Penghayatan karakter benar-benar menjadi kekuatan terbesar dalam pertaruhan
pementasan ini. Sebuah tugas yang tak ringan bagi aktor.
Pementasan ini
berkisah tentang sang kasir bernama Misbah Jazuli. Ia terbelit masalah karena
menggunakan uang kantor untuk kepentingan pribadinya; memanjakan seorang
perempuan yang merupakan selingkuhannya. Sementara keluarga Misbah Jazuli
sendiri harus mengalami perceraian. Meski sudah cerai, Misbah Jazuli masih
cinta istrinya. Ia menyesali perbuatannya hanya gara-gara tergoda perempuan lain.

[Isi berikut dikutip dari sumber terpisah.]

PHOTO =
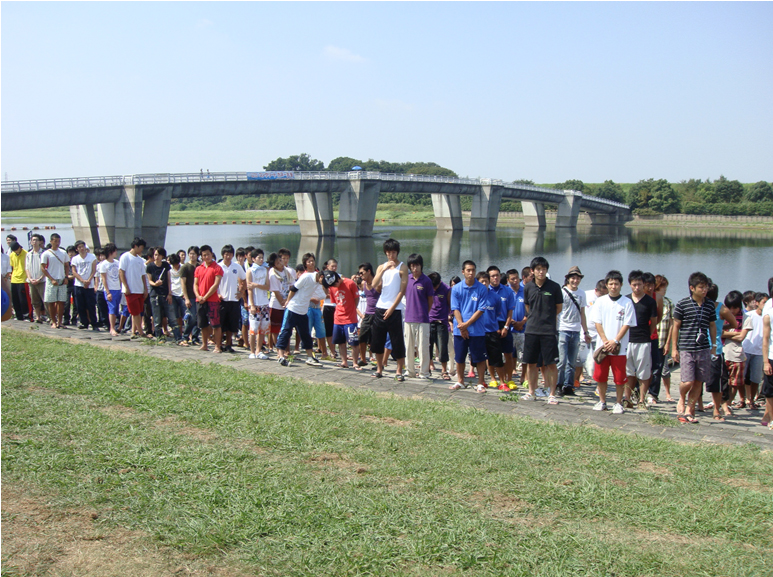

Misbah Jazuli bertambah galau karena perusahaan tempatnya bekerja akan
melakukan audit keuangan. Permainan emosi itu menggunakan stimulus telepon
berdering berkali-kali. Misbah Jazuli menerima telepon dari atasannya,
perempuan simpanannya, serta mantan istrinya secara bergantian tanpa bisa
ditebak dari siapa telepon itu berdering.
“Seperti saudara
saksikan sendiri badan saya sedemikian lesunya, bukan? Tuhanku! Ya, hanya
Tuhanku yang tahu apa yang terjadi dalam diri saya. Saya rindu pada istri saya
dan sedang ditimpa rasa penyesalan dan saya takut masuk kantor berhubung ada
pertanggungjawaban keuangan,” Misbah Jazuli berhenti karena telepon berdering.
Misbah Jazuli
mengira mantan istrinya yang menelepon tapi ternya perempuan nakal. Emosinya
kembali meninggi. “Betapa saya marah. Sesudah beberapa puluh juta uang kantor
saya pakai berfoya-foya. Apakah ia mengharap saya mengangkat lemari besi itu ke
rumahnya. Gila!” Misbah Jazuli menirukan mengangkat brankas penyimpan uang.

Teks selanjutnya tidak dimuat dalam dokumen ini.